A Kaslo performance artist is creating a theatre piece with stories of Black people who, like her, live in small towns and rural areas.
Using her skills and experience as a singer, drummer, actor, and dancer, Shayna Jones is creating a one-woman performance piece with their stories.
Jones calls the project Black and Rural, and to develop it she recently received a BC Arts Council grant and one of four artist residencies sponsored by the Civic Theatre in Nelson. Jones will also document her work on her website at https://www.wearestoryfolk.com/.
The new piece will be similar to a style of performing she has been developing for years, but with different subject matter.
“I tell folktales,” she says. “I do it in a West African oral storytelling style where I involve the audience a lot. I do lots of singing with the audience and on my own, in between stories and within the stories, and I drum.”
She will weave together the contributed stories “with Afro-centric movement, rhythm and melody … to give voice to the experience and wisdom of Black folk tucked away in the countryside.”
Missing Voices: Shayna Jones from Touchstones Nelson on Vimeo.
Jones grew up in Chicago and Vancouver, and despite the cultural diversity of those places, she says, the only Black person she knew well was her father.
She uses the metaphor of grafting, as in grafting a fruit tree branch, to describe her work.
“This project is a way for me to graft myself onto my heritage, to graft myself into a sense of place in my heritage, a sense of place in my skin.”
Jones is equally committed to rural life and to her Black heritage. She wants to fully experience both together, and she wants her home-schooled kids, age six, five and three, to do the same, in a small rural place, not in a big city.
“I want to raise my kids close to the rhythms of the earth and the rhythms of the land.
“Wanting them to have a strong sense of their Blackness – they are mixed race – in addition to their European heritage, I want to stand and know where I am in my Blackness, so that they have something real to draw upon.”
Her desires to inhabit her Blackness and live on the land each involve slowing down.
“My quest to be authentically and richly connected to my heritage … has everything to do with just slowing down and being close to this land and to the earth.”

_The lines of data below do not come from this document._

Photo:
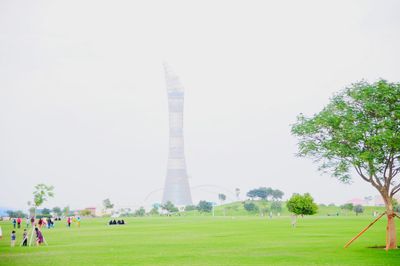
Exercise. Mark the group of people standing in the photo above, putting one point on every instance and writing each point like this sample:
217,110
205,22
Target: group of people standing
37,227
38,233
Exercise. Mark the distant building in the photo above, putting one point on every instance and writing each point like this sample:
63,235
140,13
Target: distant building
357,201
176,188
92,210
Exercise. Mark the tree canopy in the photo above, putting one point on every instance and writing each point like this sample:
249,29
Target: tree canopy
358,131
204,206
107,204
302,204
41,194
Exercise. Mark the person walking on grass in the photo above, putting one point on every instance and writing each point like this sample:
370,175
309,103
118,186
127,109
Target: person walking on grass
25,238
19,221
40,223
39,237
13,238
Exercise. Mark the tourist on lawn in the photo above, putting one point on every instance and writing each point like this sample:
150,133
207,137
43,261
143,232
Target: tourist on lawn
13,238
39,236
40,223
25,238
294,220
48,223
19,221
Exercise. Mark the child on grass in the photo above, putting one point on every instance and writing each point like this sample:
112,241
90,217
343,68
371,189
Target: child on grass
13,238
25,238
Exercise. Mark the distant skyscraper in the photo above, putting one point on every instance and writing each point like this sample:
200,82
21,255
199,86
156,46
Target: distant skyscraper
176,188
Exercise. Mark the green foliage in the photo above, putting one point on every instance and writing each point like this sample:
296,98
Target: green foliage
302,204
276,206
264,193
170,207
66,211
358,129
45,212
107,204
190,208
204,206
140,212
276,194
41,194
358,209
222,197
347,206
250,207
16,214
85,212
154,211
57,211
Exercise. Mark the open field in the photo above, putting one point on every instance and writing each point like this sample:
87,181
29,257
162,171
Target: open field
205,241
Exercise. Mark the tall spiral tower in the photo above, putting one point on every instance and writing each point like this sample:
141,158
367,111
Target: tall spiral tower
176,187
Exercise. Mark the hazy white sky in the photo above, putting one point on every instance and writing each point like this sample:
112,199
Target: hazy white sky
83,103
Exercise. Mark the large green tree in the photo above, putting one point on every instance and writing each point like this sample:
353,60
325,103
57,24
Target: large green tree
358,132
302,204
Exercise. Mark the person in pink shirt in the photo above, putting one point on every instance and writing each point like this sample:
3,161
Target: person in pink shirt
19,221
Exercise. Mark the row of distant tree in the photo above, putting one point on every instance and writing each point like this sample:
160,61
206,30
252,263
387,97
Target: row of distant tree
45,212
265,193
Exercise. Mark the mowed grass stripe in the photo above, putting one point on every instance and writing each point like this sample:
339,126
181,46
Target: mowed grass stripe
206,241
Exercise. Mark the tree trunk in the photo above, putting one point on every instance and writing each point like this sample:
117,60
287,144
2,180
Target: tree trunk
391,238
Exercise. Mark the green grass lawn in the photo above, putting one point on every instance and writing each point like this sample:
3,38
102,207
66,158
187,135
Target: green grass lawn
206,241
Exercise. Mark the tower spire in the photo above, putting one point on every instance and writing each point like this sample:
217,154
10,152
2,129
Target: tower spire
176,188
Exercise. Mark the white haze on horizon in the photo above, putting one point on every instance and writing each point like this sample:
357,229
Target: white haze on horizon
83,103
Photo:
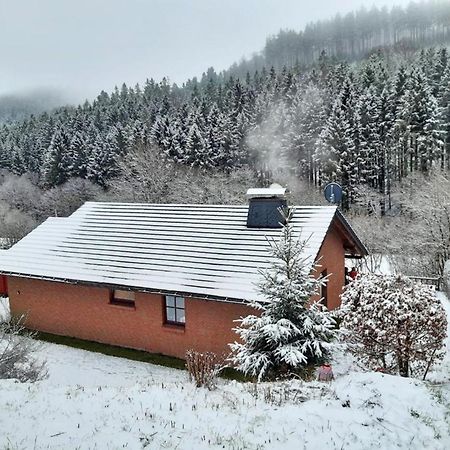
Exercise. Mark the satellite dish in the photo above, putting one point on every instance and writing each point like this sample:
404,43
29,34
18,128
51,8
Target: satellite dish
333,193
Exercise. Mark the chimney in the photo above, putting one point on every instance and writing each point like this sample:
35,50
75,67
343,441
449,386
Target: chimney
264,207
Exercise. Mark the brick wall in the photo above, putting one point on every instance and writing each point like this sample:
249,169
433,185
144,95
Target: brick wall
85,312
332,259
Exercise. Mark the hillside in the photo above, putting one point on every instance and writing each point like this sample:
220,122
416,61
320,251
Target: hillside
354,36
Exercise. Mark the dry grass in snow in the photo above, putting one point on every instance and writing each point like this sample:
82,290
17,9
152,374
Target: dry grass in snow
92,401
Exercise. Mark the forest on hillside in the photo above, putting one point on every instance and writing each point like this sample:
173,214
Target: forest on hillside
366,126
354,35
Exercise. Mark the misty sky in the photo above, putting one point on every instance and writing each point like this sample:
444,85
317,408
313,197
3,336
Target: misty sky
84,46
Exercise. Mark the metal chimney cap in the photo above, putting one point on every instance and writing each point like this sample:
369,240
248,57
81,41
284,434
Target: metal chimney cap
274,191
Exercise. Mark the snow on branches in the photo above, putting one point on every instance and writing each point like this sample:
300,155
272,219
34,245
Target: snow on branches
289,333
394,324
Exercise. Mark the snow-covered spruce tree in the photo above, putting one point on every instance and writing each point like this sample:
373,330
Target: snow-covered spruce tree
289,333
394,324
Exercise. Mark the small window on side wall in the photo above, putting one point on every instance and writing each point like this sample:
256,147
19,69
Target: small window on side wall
122,298
174,310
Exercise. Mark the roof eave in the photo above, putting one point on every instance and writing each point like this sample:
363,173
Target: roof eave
144,290
361,249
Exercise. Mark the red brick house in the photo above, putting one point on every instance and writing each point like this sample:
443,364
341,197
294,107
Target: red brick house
163,278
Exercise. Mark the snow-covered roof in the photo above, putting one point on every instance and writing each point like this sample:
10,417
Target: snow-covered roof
198,250
273,191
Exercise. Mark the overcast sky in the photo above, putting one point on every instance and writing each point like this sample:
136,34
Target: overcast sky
84,46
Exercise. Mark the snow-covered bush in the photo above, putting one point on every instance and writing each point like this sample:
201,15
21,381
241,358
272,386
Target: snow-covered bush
289,333
16,352
393,324
203,368
446,280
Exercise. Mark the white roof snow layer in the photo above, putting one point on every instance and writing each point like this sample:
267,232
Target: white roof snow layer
198,250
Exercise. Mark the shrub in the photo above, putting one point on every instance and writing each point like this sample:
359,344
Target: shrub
203,368
394,324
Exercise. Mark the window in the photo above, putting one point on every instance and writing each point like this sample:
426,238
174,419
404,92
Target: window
174,309
122,298
323,288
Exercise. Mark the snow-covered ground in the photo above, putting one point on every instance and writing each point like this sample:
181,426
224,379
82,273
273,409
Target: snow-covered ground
91,401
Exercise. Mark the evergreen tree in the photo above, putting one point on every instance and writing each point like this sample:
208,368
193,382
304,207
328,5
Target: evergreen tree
289,333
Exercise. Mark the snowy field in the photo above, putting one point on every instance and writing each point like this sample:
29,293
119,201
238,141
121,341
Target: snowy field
91,401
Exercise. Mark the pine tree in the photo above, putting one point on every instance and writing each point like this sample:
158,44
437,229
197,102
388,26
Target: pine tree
56,159
289,333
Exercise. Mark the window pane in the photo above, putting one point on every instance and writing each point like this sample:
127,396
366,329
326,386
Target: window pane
170,315
180,302
124,295
170,300
180,316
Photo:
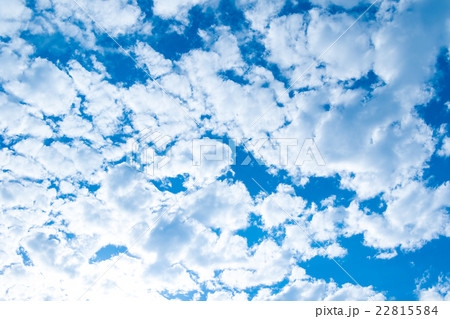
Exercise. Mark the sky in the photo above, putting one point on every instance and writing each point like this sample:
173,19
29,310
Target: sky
225,150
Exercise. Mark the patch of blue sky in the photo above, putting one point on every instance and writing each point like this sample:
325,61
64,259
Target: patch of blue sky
25,257
107,252
435,114
171,184
397,278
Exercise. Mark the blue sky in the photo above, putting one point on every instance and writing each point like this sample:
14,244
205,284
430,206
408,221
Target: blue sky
323,151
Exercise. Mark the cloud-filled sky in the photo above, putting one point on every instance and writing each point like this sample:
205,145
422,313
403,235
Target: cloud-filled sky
220,149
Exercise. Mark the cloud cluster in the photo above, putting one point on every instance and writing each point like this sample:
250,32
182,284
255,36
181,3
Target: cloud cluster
68,131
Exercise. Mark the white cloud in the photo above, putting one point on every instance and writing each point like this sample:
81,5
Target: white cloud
445,149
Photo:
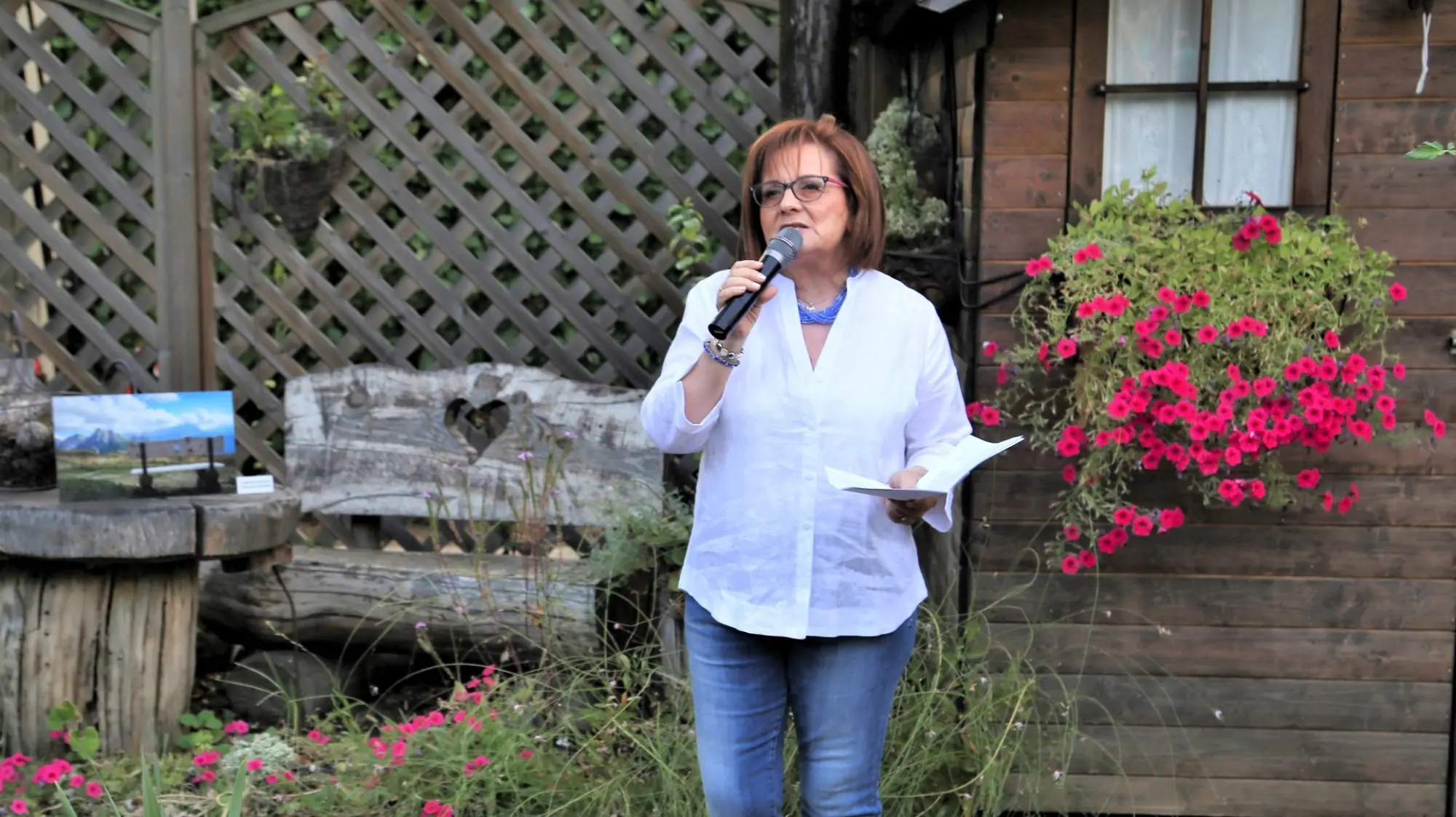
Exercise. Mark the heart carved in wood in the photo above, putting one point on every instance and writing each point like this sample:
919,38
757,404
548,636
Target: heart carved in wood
477,427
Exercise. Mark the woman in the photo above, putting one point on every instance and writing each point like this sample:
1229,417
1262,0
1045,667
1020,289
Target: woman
802,598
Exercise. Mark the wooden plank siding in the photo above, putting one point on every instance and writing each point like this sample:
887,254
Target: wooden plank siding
1253,663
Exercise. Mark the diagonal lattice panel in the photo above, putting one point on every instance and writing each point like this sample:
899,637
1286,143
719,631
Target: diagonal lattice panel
506,193
76,212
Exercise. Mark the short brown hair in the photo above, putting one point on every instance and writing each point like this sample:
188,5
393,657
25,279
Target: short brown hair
866,232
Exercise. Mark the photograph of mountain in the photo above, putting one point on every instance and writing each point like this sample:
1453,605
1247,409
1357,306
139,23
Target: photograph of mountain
129,446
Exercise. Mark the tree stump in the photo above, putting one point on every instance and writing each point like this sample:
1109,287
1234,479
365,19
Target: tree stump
98,607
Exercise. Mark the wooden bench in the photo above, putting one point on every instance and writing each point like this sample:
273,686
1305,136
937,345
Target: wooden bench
375,446
207,477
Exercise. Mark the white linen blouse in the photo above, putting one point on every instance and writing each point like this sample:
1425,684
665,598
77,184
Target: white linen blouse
775,550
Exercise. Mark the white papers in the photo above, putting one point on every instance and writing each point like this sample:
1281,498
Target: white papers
260,484
938,483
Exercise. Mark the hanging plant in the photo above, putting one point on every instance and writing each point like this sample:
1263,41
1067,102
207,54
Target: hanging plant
1161,340
918,253
293,154
901,132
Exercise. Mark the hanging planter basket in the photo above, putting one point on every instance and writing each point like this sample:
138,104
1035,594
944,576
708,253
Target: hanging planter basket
299,190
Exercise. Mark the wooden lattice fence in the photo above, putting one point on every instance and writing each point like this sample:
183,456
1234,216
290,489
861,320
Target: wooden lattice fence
506,194
76,209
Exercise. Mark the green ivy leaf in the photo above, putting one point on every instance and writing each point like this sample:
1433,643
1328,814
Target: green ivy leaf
62,714
87,745
1432,151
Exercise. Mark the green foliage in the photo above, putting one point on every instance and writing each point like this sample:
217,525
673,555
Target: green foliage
272,126
85,742
899,133
644,540
1305,280
691,244
1432,151
595,736
205,729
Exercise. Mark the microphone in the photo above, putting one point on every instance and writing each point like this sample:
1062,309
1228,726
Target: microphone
781,251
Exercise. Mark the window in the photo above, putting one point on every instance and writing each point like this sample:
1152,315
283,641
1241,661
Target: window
1206,91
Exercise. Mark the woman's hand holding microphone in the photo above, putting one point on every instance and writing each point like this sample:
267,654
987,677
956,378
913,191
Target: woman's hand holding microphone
745,277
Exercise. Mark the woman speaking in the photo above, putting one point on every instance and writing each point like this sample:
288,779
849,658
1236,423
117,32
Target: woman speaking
803,598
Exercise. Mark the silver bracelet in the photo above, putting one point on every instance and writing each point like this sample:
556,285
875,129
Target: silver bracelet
723,355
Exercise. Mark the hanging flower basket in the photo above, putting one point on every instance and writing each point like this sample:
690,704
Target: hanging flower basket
299,190
292,151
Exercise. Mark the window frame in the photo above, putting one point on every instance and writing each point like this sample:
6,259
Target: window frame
1314,122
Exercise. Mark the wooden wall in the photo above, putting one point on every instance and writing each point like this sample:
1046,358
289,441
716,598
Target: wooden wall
1251,663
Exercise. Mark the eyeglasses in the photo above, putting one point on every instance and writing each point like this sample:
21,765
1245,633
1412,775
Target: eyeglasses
806,190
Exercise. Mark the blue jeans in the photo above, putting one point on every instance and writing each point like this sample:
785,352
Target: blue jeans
839,690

She understands why wanting to be “intentionally tucked away in the countryside” might seem strange “in light of what’s been happening socio-politically in the Black community. There is so much push and pull and story-creating about what it is to be Black.”
Her story is not one we will see in popular media, she says.
“It’s not the sexy story that is on television or on the front pages of newspapers.”
In addition to a performance piece, Jones has decided to create a photo and video exhibit to be shown in the entrance to the concert space, featuring the contributing storytellers and the communities they live in.
She hopes we will be able to attend the event in 2022.
Meanwhile, Jones invites Black people living in the countryside, anywhere in the country, to contact her through her website.